Denizli'den ”hat-trick”

Cem TOP SPOR ANALİZ cem.top@dunya.com

Ertuğrul Sağlam'ın görevi bırakmasından sonra Beşiktaş'ın teknik direktörü olan Mustafa Denizli galayı Ankara deplasmanında Gençlerbirliği maçıyla yaptı. Maç öncesi Denizli'nin takımı yeniden kurgulayacağına dair kuvvetli duyumlar alıyorduk ama Ankara'da sahaya çıkan Beşiktaş, bizde bile ilgi ve merak uyandırdı. Takdir edersiniz ki, "kurgulamak" ile "kurcalamak" birbirinden çok farklı iki eylem. Kadrolar açıklandığında; homurdananlar Mustafa Denizli'nin iyi giden takımı kurcaladığını, "hele bir izleyelim bakalım" düşüncesinde olanlar hocanın Beşiktaş'ı kurguladığını düşünüyorlardı. Sonunda görüldü ki, futbol "Kurcalama bozarsın!" basit mantığıyla çözümlenebilecek bir oyun değil.
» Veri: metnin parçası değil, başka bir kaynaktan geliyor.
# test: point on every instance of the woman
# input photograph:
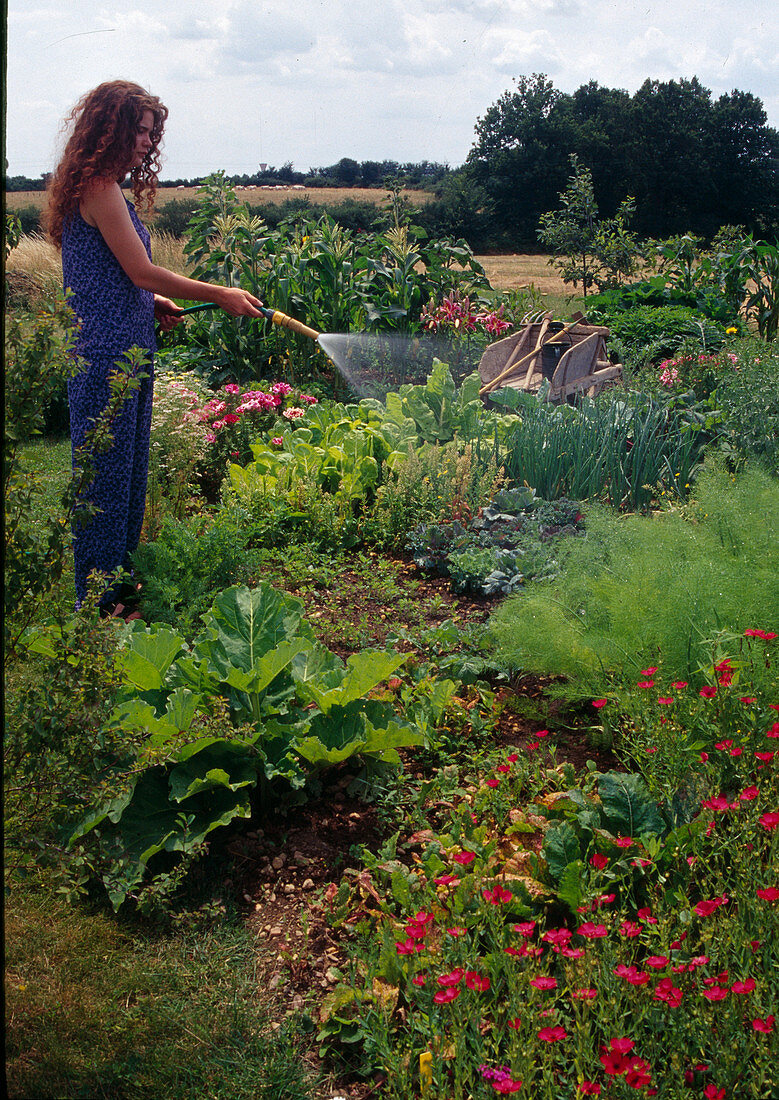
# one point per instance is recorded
(116, 293)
"Hat-trick" kavramı temel olarak İngiltere'ye ve 1800'lü yılların ikinci yarısına dayanıyor. Önceleri devrin sihirbazlarının şapkadan tavşan çıkartarak yaptıkları numaraların adıydı hat-trick. Bu terimin kriket ve futbola sirayet etmesi ise daha sonra gerçekleşti.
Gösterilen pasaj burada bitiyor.